The MRCI could be used to simplify medication regimens. Another possible means of simplifying the medication regimen would be to introduce polypills, although this type of formulation is not widely available for medications other than fixed-dose combinations of antihypertensive drugs. The systematic promotion of a “deprescribing” approach (defined as discontinuing medications with the lowest benefit-harm ratio) might also usefully reduce the treatment burden., However, it is not known whether reducing the MRC has positive effects on clinically relevant health care outcomes such as adherence, overall health, and hospitalization.

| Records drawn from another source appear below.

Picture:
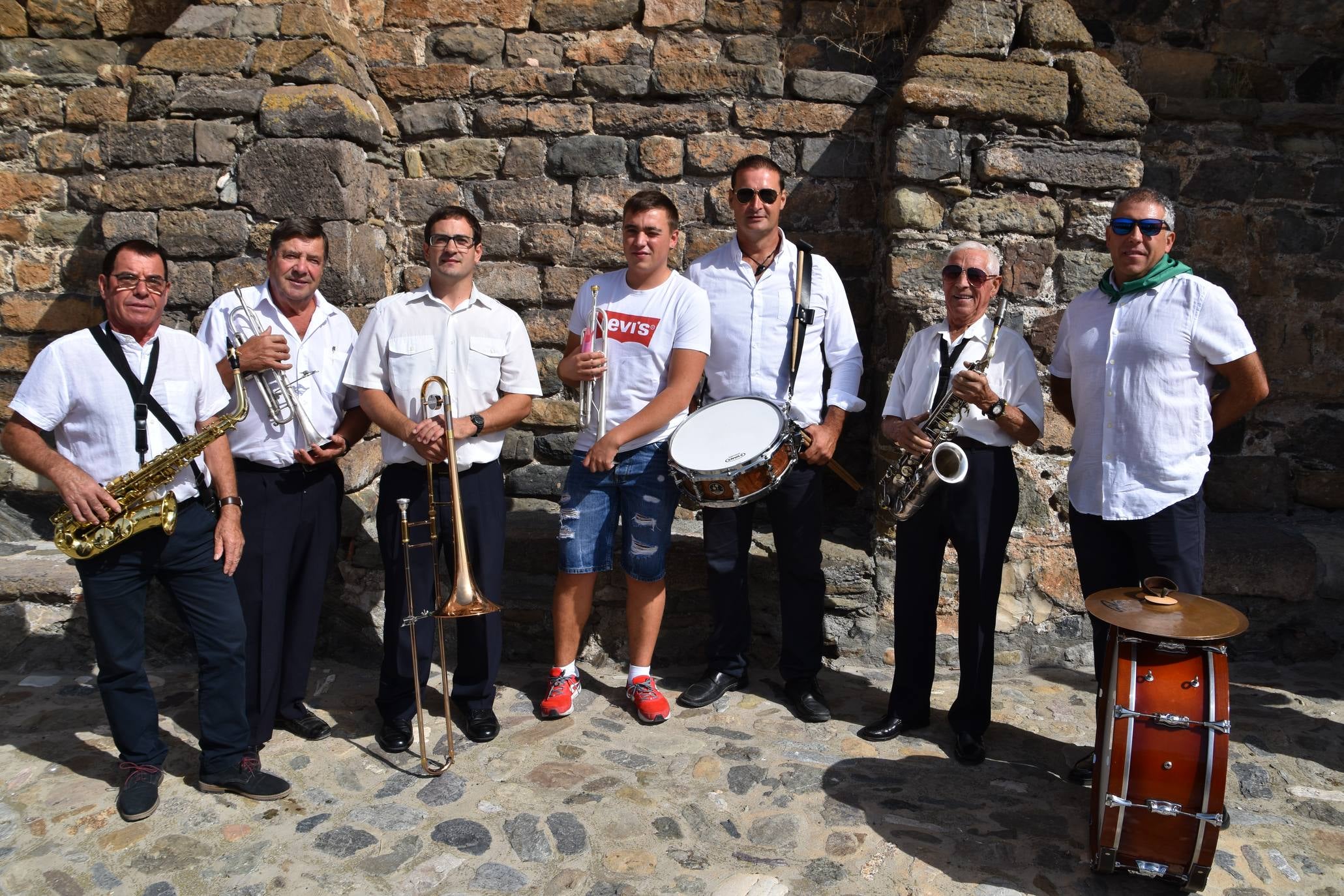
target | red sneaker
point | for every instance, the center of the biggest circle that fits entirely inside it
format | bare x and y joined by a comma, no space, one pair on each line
560,696
650,704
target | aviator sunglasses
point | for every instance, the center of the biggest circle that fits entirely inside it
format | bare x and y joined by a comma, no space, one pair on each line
1148,226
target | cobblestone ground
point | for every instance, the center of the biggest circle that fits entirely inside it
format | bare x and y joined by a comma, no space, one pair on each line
734,798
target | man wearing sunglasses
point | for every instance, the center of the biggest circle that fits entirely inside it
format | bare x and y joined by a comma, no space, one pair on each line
1135,363
751,281
452,329
1004,408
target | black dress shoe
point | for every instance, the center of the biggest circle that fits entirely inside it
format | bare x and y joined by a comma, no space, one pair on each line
970,750
481,724
805,700
308,726
710,688
395,735
891,727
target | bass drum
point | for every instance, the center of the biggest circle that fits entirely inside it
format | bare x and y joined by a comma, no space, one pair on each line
733,452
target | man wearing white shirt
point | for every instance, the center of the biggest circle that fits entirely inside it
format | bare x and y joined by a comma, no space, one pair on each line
1133,366
751,282
291,489
451,329
1004,408
77,394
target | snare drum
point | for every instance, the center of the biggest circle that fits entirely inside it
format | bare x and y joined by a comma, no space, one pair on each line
733,452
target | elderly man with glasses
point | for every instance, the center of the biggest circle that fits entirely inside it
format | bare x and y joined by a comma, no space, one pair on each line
1135,362
1004,408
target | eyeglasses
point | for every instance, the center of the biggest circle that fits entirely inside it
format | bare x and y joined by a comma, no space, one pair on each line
1148,226
153,284
745,195
976,277
458,241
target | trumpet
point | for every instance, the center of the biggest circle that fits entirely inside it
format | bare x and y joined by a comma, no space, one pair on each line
466,599
589,389
282,408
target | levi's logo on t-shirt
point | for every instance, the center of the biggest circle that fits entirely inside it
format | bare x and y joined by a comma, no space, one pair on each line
631,328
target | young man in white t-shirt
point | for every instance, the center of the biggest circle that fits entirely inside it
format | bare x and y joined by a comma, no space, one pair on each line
657,338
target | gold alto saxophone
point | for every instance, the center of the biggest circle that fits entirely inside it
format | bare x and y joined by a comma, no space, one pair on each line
913,477
82,541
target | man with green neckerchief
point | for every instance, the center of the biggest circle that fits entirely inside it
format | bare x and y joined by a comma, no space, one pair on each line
1135,362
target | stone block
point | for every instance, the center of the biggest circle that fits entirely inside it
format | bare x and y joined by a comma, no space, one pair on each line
1108,106
1015,213
321,177
1096,166
833,86
1053,25
589,156
796,117
214,97
582,15
680,120
148,143
613,81
524,202
414,83
981,89
319,110
718,78
464,158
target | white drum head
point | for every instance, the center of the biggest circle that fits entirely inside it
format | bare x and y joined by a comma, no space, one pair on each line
724,434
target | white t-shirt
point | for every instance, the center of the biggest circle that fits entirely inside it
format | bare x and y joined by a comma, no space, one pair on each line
644,328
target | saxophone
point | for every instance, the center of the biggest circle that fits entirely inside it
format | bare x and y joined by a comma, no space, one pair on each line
82,541
913,477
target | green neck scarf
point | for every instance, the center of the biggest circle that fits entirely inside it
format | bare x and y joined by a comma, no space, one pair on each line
1161,272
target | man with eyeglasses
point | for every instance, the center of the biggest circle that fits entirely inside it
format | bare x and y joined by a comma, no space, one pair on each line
113,395
292,488
452,329
1135,362
1004,408
751,281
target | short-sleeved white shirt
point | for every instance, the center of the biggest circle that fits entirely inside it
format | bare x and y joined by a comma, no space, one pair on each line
324,348
1012,376
480,348
1140,371
646,327
73,391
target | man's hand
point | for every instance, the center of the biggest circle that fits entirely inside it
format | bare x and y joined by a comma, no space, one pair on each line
229,536
908,436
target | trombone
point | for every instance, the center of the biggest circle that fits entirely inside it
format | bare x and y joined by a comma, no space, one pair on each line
466,599
588,389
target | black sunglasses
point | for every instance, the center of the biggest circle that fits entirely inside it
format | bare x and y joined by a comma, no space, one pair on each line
1148,226
745,195
976,277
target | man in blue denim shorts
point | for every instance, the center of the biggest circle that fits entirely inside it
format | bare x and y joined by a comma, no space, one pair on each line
657,336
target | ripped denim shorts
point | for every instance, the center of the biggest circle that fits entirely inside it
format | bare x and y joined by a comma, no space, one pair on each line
640,490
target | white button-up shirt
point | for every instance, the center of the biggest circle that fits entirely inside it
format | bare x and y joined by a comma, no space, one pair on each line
73,391
324,348
1140,371
481,350
1012,376
752,325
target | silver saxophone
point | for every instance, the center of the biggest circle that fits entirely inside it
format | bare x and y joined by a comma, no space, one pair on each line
913,477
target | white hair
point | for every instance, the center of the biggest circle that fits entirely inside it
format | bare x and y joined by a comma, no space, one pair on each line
995,258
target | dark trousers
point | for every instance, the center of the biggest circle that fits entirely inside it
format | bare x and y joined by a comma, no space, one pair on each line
480,640
115,586
976,515
292,524
796,519
1120,554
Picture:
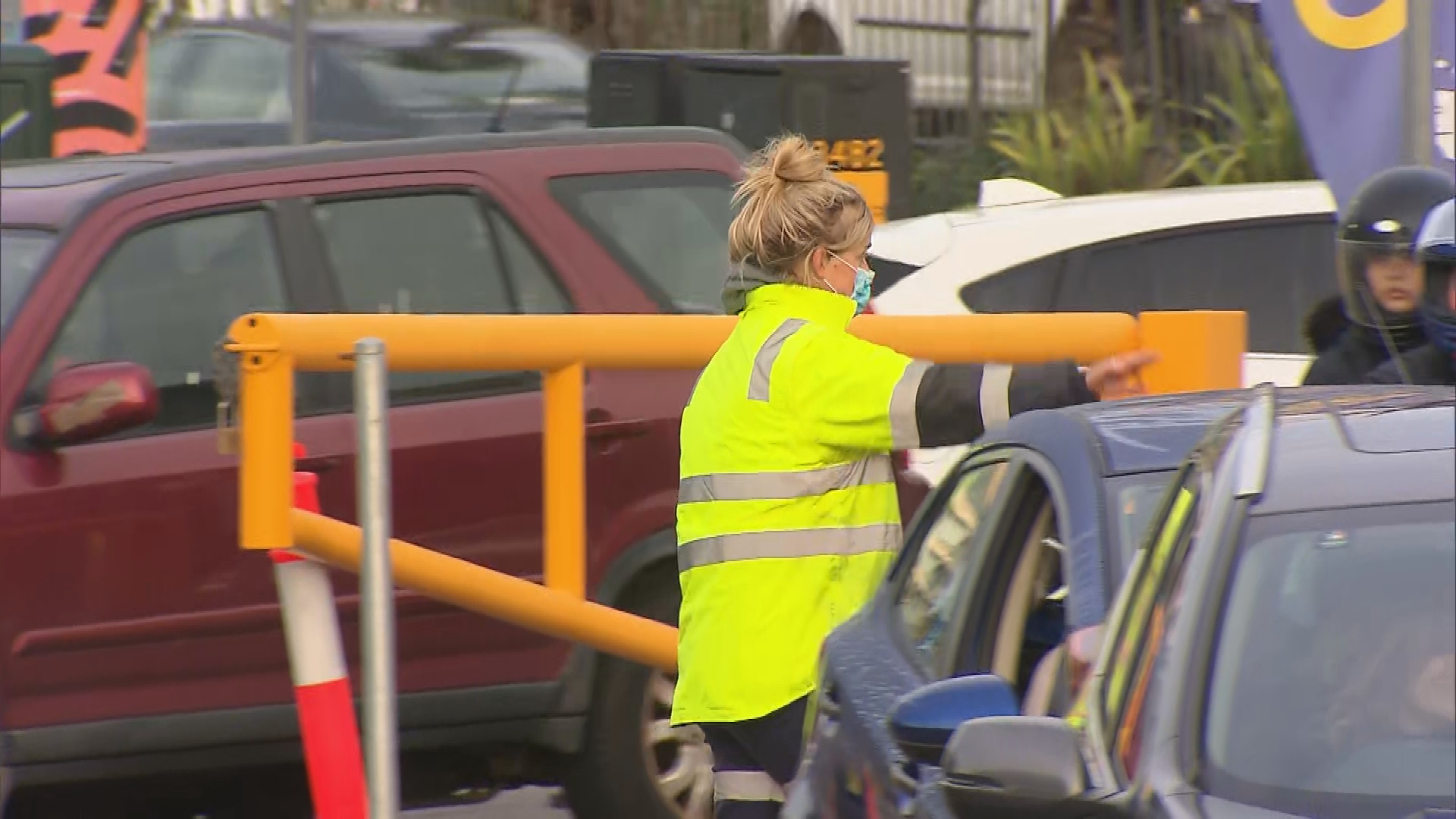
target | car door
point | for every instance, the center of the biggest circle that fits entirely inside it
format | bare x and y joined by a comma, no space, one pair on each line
905,640
466,447
128,594
1122,698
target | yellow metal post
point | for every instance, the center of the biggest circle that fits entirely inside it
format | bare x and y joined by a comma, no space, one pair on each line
265,450
564,471
1197,350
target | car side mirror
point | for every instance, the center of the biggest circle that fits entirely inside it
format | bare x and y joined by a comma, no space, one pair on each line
1017,767
89,401
924,720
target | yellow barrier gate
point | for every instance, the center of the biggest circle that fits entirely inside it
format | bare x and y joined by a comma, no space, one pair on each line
1199,350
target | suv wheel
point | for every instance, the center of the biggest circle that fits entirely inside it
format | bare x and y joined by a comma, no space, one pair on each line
634,763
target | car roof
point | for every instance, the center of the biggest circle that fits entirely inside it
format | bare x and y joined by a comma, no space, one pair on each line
963,246
1139,435
55,193
386,31
1334,447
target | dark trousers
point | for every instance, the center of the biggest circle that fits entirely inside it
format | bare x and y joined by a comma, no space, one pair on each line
755,760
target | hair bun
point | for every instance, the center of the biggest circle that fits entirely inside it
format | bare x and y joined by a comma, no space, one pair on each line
794,159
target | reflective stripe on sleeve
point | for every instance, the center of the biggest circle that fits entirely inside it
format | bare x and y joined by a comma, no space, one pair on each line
786,485
788,544
746,786
995,394
905,428
764,362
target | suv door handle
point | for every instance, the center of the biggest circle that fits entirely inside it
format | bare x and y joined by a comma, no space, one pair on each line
601,428
319,464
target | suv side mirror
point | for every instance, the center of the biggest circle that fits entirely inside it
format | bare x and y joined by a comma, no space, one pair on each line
924,720
1017,767
89,401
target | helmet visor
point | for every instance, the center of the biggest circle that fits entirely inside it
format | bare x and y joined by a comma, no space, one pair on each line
1381,283
1440,286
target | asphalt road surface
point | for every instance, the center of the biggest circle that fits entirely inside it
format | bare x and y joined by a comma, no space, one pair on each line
523,803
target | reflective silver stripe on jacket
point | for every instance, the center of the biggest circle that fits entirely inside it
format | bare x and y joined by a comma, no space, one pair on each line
769,353
905,428
788,544
746,786
785,485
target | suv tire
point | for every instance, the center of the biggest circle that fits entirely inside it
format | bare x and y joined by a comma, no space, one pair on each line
632,763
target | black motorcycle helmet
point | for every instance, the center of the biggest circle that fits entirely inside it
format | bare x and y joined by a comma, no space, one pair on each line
1381,222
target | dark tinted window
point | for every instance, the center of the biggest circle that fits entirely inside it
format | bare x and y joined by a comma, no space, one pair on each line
1024,289
948,560
1274,271
218,77
1139,632
164,299
436,254
1334,673
438,79
20,257
667,228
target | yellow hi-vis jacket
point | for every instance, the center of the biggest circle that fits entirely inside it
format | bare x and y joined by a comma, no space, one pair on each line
786,513
786,509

The main strength of the present study was its triple assessment of the drug burden (the number of drugs, the oral pill burden, and the MRCI) at different time points in the course of ESRD. Our study had several limitations. First, we retrospectively evaluated prescription medications recorded in the patients’ electronic medical records; hence, we could not determine whether the medications had actually been taken by the patient. This feature also meant that we did not record the use of over-the-counter drugs. Second, our study was performed in a single kidney transplant clinic and thus did not address potential differences in prescribing patterns from one center to another. Last, we did not assess the association between MRC and clinical outcomes. Additional studies are needed to evaluate the relationship among MRC, medication adherence, and clinical outcomes in kidney transplant recipients.

Conclusion

Our present results highlighted a high drug burden and high MRC in transplanted patients. The burden was higher at all time points after the transplantation period than before transplantation. Further evaluations need to assess the impact of the drug burden and MRC on hard outcomes such as acute transplant rejection, medication adherence, quality of life, allograph survival, and hospitalization.

Disclosure

The authors declared no competing interests.

Author Contributions

JM, SML, GC, and SL designed the present project. JM and BB collected data. SML and JM analyzed the data. JM, SML, and SL helped to interpret the results JM, SML, and SL wrote the first draft of the article; and PC, BB, VG-C, KM, GC, and SL provided critical feedback, helped shape the research, the analysis, and the final draft of the manuscript, and approved the version to be published.